情報処理の混濁は、割と簡単に起こっている

リラックス

情報処理の混濁と言うと、なんだかサイバーテロみたいなイメージがありますが、この文章は、「人間の錯覚」について書いているだけです。もし、技術的な記事として期待されていた方がいたならば、申し訳ないと思います。

それでも、錯覚というのは人間と機械を結ぶ重要なファクターに変わりありません。例えばアニメーション。あれは、停止している絵を少しずつ変えて、切り替えて表示しているのを、人間が動いていると錯覚しているのです。外界から情報の処理をどのように行うかということは、ますます重要性を増してきています。

常に外界からの情報を処理している

人間は起きているときも、寝ているときも、常に外界からの情報を取り入れて、何かしらの処理をしています。特に視覚に特化しているので、寝ている際にはそれほどの情報は取得できません。脳の海馬体起きている際に取り入れた情報の整理を行っているので、さほどには外界からの刺激にたいしては無防備な状態です。

しかし、子供が夜泣きをしている声を聞くと、母親は起きるでしょう。特別に注意を払っている対象については、聴覚を完全にはシャットアウトはしていないのです。

起きているときはなおのこと、人間は、視覚、聴覚、臭覚、味覚などをフル活用して外界からの情報収集を行っています。問題になるのは、その情報の質です。例えば、道路を横断するときに、事故に会わないように自動車の往来の隙間狙って渡る判断が必要になります。これは生命を守る意味で重要なことです。しかし、スマホからの垂れ流しされる情報は生命維持活動に必要でしょうか?疑問が生じます。

スマホなどのモバイル機器からの多量の情報が流れこんでくることには、まだ人間は慣れていないのだと思います。そのうち適応した脳を持った世代が現れるでしょうけども、Z世代より前の人類は「旧人類」なのです。

ミステリーハウスの仕組み

遊園地にはよく、「ミステリーハウス」という乗り物がありました。家の形をしていて、中にはいって座っていると、家の方が縦にぐるぐると回っているのに、まるで自分自身が回転しているように錯覚するというものです。似たようなものは、ディズニーシーなどにもありますね。

あの仕組みは、現代で言うならばVRのはしりかもしれません。不可能なことを疑似体験できるのですから、VRゴーグルをつけてジェットコースターに乗ったり、崖っぷちに立たされたりする恐怖体験が近いもののように思えます。視覚だけで、人間はこれほど簡単に騙されてしまうのです。

では、他の感覚はどうでしょうか?まずは聴覚ですが、これもすでにホロフォニクスというような、立体的な音で聴覚を疑似体験できるものがあります。端的に言えばステレオもそうですよね。オーディオマニアにとっては、当たり前なのかもしれませんが、まるで生演奏を聴いているようなサウンドというのは、昔から追求されてきました。

次に触覚です。これはいま盛んに研究されている分野ですね。一部では、機械のマジックハンドと、人間が手につけたグローブを連動させて、その掴んだものの硬さや表面の感じなどをフィードバックする機能も実現されています。近いうちに、ゲーム機やスマホの入力デバイスとして商用化されるかもしれません。

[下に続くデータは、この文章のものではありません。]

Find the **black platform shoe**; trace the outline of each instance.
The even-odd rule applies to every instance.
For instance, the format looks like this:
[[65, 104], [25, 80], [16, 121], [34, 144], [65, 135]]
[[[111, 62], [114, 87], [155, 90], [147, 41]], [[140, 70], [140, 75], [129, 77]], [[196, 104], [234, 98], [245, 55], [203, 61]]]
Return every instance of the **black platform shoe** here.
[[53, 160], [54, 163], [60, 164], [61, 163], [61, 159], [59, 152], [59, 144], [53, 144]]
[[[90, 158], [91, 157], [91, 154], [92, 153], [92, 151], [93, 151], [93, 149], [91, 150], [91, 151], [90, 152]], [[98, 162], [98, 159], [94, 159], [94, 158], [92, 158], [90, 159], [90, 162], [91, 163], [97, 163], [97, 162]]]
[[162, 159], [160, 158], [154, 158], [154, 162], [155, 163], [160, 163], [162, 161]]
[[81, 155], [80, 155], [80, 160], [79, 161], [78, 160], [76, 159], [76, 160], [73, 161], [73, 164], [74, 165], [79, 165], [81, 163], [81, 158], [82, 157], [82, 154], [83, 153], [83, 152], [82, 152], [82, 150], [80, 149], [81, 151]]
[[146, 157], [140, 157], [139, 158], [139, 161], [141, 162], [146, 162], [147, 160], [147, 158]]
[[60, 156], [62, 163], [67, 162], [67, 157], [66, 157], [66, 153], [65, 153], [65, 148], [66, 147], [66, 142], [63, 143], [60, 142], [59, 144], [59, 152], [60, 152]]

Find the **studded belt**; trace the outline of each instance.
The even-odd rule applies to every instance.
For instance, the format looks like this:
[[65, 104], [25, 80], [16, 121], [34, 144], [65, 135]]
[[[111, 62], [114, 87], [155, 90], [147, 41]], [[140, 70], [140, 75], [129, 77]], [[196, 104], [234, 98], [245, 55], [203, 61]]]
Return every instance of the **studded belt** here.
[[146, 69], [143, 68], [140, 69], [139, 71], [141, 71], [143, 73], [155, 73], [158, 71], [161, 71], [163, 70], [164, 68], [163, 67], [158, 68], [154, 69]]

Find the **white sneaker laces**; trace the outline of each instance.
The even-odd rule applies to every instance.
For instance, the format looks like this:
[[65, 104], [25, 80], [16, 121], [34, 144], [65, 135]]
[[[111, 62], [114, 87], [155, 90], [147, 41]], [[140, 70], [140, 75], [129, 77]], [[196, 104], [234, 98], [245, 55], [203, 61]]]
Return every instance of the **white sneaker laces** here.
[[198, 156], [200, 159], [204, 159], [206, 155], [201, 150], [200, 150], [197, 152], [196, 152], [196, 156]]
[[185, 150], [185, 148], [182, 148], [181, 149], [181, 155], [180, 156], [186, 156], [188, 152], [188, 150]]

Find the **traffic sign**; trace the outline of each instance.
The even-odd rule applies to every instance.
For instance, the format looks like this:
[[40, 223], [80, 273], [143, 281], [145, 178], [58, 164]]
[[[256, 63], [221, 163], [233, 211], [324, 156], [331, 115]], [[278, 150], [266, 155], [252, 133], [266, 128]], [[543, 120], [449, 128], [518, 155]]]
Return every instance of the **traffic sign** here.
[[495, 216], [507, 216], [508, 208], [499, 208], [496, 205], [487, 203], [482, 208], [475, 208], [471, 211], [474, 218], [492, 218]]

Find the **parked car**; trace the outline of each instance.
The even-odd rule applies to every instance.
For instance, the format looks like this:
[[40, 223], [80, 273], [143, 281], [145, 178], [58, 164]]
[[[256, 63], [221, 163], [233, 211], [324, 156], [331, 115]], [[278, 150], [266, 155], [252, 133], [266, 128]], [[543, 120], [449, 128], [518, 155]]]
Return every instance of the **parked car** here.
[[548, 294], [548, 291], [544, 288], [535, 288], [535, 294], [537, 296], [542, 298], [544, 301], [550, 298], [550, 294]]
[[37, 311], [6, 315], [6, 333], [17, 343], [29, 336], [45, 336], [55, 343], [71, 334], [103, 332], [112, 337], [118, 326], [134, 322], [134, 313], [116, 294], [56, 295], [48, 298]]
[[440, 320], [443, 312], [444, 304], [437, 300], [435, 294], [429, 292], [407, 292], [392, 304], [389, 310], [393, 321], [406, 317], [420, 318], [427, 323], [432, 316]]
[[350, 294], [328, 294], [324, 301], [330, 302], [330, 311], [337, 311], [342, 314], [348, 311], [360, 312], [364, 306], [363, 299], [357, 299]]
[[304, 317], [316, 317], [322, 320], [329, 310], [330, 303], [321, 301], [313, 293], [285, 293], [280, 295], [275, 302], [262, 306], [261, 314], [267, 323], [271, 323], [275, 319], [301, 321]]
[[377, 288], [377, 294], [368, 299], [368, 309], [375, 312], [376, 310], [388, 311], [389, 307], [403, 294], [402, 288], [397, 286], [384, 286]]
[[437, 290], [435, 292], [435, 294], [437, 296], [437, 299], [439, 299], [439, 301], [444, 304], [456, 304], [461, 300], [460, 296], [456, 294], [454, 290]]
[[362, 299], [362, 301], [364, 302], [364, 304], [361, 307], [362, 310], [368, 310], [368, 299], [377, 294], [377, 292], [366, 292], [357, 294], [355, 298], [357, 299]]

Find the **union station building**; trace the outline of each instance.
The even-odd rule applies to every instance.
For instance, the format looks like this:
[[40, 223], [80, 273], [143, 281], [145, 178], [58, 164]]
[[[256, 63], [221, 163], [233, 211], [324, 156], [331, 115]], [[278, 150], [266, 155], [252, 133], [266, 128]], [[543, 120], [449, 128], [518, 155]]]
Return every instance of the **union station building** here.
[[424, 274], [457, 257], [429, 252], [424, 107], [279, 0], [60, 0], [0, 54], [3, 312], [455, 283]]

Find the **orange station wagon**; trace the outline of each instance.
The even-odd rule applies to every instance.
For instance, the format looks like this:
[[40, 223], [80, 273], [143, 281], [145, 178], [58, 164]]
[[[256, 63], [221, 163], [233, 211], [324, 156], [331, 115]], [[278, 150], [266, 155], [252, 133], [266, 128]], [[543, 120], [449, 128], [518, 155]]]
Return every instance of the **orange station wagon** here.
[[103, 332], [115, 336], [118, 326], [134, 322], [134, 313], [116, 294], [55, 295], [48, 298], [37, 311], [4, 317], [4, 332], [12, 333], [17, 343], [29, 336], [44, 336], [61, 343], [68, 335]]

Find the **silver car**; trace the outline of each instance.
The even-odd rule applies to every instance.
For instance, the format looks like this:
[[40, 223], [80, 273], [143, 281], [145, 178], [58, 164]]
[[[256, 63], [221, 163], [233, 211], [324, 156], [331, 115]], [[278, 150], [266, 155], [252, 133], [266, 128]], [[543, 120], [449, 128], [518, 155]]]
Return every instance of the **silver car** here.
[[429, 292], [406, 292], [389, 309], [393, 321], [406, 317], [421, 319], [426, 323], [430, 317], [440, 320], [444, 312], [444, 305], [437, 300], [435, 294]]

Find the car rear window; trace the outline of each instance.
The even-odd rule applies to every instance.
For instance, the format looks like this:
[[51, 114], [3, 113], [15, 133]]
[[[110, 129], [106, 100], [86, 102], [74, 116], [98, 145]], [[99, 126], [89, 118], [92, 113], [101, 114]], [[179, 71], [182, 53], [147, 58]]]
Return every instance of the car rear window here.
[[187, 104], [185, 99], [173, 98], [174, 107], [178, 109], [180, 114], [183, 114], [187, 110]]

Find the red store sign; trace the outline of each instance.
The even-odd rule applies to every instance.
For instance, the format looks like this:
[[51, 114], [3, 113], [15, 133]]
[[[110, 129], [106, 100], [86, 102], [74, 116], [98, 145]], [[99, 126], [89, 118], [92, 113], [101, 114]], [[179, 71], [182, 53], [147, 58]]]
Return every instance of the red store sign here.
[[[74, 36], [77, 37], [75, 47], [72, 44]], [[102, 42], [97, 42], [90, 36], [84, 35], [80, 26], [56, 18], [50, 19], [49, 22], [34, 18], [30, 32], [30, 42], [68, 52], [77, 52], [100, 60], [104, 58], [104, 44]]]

味覚と臭覚は、研究が遅れている分野かもしれません。しかし、味覚というのは案外騙されやすいのです。例えば、かき氷のシロップは赤はイチゴ、黄色はレモン、青はブルー・ハワイと決まっていますが、味はすべて一緒です。目をつぶって食べてみたらきっと解らないのではないでしょうか。また、スマホやテレビを夢中になって見ていると、ご飯の味がよく分からなくなります。味覚は優先度の低い感覚と言えるでしょう。

臭覚にいたっては、人間は他の動物に比べて良いとは言えません。しかし、臭覚には特別な力があるように思います。なにかのニオイを嗅いだときに、不意に過去の忘れていた記憶が蘇ったりするのです。直接、記憶領域に結びつくような要素が隠されているのかもしれません。

VRの可能性

VRは、これからますます研究されて行く分野でしょう。『ニューロマンサー』や『攻殻機動隊』のように、ネットやグリッドにジャックインできる時代がやってくるのではないでしょうか。現代人は情報に貧欲ですから、自分の脳にジャックを付けるくらい、普通になるのではないでしょうか。

問題は、それが普通になるくらいの時代まで「旧人類」は生きていられないということでしょうかね。そんな素晴らしいことが目の前まで来ているのに、体験できないなんて、とても残念に思いませんか?それとも、技術が加速して、生きている間に間に合うようになるでしょうか。とても楽しみですね。